HEADLINE: Ujian Nasional Ditiadakan karena Corona Covid-19, Bagaimana Persyaratan Kelulusan Siswa?

Sejumlah pihak mengapresiasi keputusan peniadaan Ujian Nasional (UN) 2020 terutama mencegah penularan Covid-19.

oleh Lizsa EgehamYopi Makdori diperbarui 27 Mar 2020, 00:02 WIB
Sejumlah siswa kelas XII mengerjakan soal Bahasa Indonesia saat mengikuti Ujian Nasional Berbasis Komputer (UNBK) di SMKN 50 Jakarta, Senin (25/3). Kemendikbud mengatur UNBK tingkat SMK dilaksanakan serentak dalam empat hari mulai 25 sampai 28 Maret 2019. (merdeka.com/Iqbal S. Nugroho)

Liputan6.com, Jakarta - Pemerintah memutuskan meniadakan pelaksanaan Ujian Nasional (UN) 2020. Keputusan diambil setelah Presiden Joko Widodo dan Menteri Pendidikan dan Kebudayaan (Mendikbud) Nadiem Makarim menggelar rapat terbatas lewat video telekonferensi. 

Keputusan diambil untuk mencegah penyebaran virus Corona (Covid-19) yang kian memakan korban. Peniadaan UN ini menjadi penerapan kebijakan social distancing atau physical distancing untuk memotong rantai penyebaran virus Corona.

Kemendikbud dan DPR juga telah sepakat pelaksanaan UN 2020 untuk tingkat SMA sederajat, SMP sederajat, dan SD sederajat ditiadakan untuk melindungi siswa dari Covid-19.

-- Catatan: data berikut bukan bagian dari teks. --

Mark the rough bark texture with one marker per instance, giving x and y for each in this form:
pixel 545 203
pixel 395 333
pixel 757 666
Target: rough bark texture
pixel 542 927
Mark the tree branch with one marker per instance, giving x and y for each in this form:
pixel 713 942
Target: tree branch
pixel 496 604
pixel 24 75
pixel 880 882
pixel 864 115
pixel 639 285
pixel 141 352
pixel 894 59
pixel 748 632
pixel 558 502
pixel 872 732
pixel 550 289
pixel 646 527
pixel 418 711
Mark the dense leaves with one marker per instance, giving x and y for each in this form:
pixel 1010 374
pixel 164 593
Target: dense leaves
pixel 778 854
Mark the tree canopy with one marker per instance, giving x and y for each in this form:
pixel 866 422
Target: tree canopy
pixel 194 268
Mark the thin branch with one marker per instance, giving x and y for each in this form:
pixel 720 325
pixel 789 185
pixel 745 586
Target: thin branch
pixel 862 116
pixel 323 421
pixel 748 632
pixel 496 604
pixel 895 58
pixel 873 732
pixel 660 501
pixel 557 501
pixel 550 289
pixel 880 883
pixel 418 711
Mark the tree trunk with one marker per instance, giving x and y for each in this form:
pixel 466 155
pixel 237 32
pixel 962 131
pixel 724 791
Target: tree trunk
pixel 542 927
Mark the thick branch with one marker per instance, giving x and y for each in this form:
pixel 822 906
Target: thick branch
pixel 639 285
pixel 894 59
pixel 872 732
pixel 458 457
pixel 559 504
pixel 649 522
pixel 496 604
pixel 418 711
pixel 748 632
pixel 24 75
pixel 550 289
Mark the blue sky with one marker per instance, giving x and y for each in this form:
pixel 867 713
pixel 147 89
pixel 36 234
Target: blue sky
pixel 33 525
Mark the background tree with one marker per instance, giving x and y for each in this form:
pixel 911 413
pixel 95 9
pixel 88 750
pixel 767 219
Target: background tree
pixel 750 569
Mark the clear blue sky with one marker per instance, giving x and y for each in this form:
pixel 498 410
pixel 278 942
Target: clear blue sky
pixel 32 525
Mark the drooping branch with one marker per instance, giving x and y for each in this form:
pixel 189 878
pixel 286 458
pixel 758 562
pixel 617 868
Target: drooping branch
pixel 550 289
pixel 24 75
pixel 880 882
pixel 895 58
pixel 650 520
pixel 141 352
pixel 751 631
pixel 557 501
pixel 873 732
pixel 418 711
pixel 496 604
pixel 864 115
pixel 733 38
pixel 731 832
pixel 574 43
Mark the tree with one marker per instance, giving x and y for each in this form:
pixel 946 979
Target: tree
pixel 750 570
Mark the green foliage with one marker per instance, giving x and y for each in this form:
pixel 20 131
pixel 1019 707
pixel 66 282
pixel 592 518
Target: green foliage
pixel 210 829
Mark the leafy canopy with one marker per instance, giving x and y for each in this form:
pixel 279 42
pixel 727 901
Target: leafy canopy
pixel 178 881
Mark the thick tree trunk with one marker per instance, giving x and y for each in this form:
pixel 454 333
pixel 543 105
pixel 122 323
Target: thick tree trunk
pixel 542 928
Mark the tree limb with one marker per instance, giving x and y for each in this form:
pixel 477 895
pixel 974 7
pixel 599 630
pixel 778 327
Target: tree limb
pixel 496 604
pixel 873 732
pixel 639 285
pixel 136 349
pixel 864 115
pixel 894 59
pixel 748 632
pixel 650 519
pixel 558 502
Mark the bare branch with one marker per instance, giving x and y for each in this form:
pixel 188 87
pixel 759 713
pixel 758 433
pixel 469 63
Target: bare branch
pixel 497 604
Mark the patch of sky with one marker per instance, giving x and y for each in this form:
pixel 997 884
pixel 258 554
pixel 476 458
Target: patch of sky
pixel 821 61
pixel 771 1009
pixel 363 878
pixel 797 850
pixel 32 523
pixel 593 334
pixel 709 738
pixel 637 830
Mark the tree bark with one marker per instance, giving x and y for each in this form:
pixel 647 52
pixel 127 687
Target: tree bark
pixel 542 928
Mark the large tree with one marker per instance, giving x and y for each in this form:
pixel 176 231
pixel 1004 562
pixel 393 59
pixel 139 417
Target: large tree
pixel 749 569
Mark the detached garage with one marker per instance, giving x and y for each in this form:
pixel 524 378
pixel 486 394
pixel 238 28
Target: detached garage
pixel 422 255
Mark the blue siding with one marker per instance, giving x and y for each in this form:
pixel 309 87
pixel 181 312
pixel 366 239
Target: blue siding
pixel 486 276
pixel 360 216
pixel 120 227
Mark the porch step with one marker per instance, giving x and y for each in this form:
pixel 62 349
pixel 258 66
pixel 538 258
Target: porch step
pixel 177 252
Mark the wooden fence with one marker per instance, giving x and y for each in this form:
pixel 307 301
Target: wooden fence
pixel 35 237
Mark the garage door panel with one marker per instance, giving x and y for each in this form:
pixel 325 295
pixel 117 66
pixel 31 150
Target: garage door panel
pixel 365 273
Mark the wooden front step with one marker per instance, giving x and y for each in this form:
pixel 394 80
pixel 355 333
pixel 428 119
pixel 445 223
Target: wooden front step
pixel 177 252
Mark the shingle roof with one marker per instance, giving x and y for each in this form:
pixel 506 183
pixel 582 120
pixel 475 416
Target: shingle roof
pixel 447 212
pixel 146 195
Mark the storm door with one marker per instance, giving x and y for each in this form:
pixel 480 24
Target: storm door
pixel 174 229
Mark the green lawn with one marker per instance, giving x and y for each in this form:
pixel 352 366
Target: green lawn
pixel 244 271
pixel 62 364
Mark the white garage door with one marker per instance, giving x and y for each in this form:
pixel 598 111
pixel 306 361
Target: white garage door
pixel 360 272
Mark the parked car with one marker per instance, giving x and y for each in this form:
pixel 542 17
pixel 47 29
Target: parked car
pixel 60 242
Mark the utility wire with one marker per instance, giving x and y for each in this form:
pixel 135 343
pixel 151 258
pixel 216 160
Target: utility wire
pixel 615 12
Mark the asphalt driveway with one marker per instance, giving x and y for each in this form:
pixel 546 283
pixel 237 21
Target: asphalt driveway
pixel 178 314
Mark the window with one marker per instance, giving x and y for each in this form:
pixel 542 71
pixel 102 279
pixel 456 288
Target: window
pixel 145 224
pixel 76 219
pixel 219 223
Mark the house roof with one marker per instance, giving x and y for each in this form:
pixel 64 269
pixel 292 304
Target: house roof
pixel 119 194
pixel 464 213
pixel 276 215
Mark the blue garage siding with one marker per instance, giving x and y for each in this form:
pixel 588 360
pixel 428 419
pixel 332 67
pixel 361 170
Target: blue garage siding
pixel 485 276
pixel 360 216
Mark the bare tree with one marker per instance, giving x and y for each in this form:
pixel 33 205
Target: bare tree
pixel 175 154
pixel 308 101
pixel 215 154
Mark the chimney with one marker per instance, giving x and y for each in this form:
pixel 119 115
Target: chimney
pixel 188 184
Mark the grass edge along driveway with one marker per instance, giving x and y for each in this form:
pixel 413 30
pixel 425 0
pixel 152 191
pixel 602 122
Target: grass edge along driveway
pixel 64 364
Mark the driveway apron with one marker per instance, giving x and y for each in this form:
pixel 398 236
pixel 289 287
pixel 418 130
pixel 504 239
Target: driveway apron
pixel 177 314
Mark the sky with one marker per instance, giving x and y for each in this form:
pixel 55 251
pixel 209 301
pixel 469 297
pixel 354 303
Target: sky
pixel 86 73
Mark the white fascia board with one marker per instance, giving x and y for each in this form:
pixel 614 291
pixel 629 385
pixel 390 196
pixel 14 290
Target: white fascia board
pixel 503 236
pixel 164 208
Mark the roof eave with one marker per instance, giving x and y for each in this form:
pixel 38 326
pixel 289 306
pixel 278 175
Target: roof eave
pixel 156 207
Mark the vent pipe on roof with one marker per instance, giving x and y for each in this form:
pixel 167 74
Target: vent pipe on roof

Mendikbud Nadiem Makarim mengatakan, ada pertimbangan mengapa Ujian Nasional 2020 ditiadakan. Salah satunya adalah mengenai pertimbangan kesehatan bagi para siswa mengingat penyebaran wabah Covid-19 yang semakin meluas.

"Prinsip dasar Kemendikbud adalah keamanan dan kesehatan siswa-siswi kita dan keamanan keluarga siswa-siswi itu kalau melakukan UN di dalam tempat-tempat pengujian bisa menimbulkan risiko kesehatan," kata Mendikbud Nadiem melalui video, Selasa 24 Maret 2020.

Jika UN ini dilanjutkan, dikhawatirkan bukan hanya para siswa saja yang kesehatannya terancam. Melainkan pula para keluarga dekat siswa.

"Bukan hanya siswa-siswa, tapi juga keluarga dan kakek nenek karena jumlah sangat besar 8 juta yang tadinya dites UN. Tidak ada yang lebih penting daripada keamanan dan kesehatan siswa dan keluarga, sehingga UN dibatalkan untuk 2020," kata dia.

Infografis UN 2020 Dihapus, Cegah Penularan Corona. (Liputan6.com/Trieyasni)

Selain itu, menurut Mendikbud UN saat ini bukan lagi menjadi prasyarat kelulusan. Maka tidak ada beban berat manakala UN yang terakhir ini ditiadakan.

"Kita juga sudah tahu UN bukan untuk syarat kelulusan atau syarat seleksi masuk jenjang pendidikan tinggi, saya rasa di Kemendikbud, lebih banyak risikonya dari pada benefit untk lanjutkan UN," terangnya.

Nadiem mengingatkan, prasyarat kelulusan adalah melalui ujian sekolah yang digelar oleh masing-masing sekolah. Dia membolehkan ujian sekolah tetap digelar namun mempertimbangkan kewaspadaan, yakni dengan tidak menggelarnya secara langsung atau secara tatap muka.

Dia pun mengapresiasi para siswa-siswi yang telah melakukan Ujian Nasional terlebih dahulu. "Saya sangat mengapresiasi bagi teman-teman yang telah melaksanakan UN di SMK. Saya apresiasi effort mereka," katanya.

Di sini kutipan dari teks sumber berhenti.